Standard Deliverables
- Validation Report: Including binding kinetic parameters and thermodynamic analysis
- Structural Data: High-resolution electron density maps and coordinate files (PDB format) for protein-Hit/Lead complexes
- Computational Models: Molecular docking scores, binding mode predictions, and MD trajectory analysis reports
- Follow-up Recommendations: Detailed optimization roadmaps for the Lead Optimization stage
Our technical team responds within 24 hours. All inquiries protected under NDA.
Frequently Asked Questions
Case Study
NanoDSF Thermal Profiling: Platform Reliability Gate
Goal: Validate target protein batch stability and consistency before committing to structure-based lead optimization and biophysical screening.
Key Data:
- Instrument: Prometheus NT.Plex (NanoTemper), 20°C–95°C ramp, 1.5°C/min
- Samples: 2 customer protein batches, 0.2 mg/mL in PBS, duplicate replicates
- Tm1 (Boltzmann fit): 55.98°C (Sample 1) and 55.69°C (Sample 2) — batch-to-batch variation <0.3°C
- Thermal architecture: Two-step unfolding (onset ~45.5°C, second transition ~76°C) with no aggregation signal
Why it matters: In Hit-to-Lead, protein stability is the hidden variable that kills programs.

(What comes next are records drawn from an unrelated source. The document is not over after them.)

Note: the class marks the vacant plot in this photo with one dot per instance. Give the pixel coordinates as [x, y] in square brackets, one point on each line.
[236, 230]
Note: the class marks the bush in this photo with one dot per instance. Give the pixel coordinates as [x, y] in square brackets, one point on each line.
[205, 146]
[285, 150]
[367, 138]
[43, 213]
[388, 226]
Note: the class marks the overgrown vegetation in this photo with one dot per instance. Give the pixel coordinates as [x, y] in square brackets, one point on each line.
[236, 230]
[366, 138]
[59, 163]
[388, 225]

Unstable or batch-variable target protein produces irreproducible SPR/ITC data and fails to crystallize — wasting synthesis cycles and screening budget. This case demonstrates our quality gate protocol: every protein entering our SBDD pipeline is NanoDSF-profiled to confirm thermal stability and batch consistency before compound soaking or biophysical validation begins. For biotechs outsourcing protein production, this means confidence that your material is screening-ready. For pharma, this means audit-ready QC documentation that protects downstream data integrity.

Figure 1. NanoDSF thermal unfolding profiles showing dual transitions (onset ~45.5°C; Tm2 ~76°C) with replicate agreement and no aggregation signal.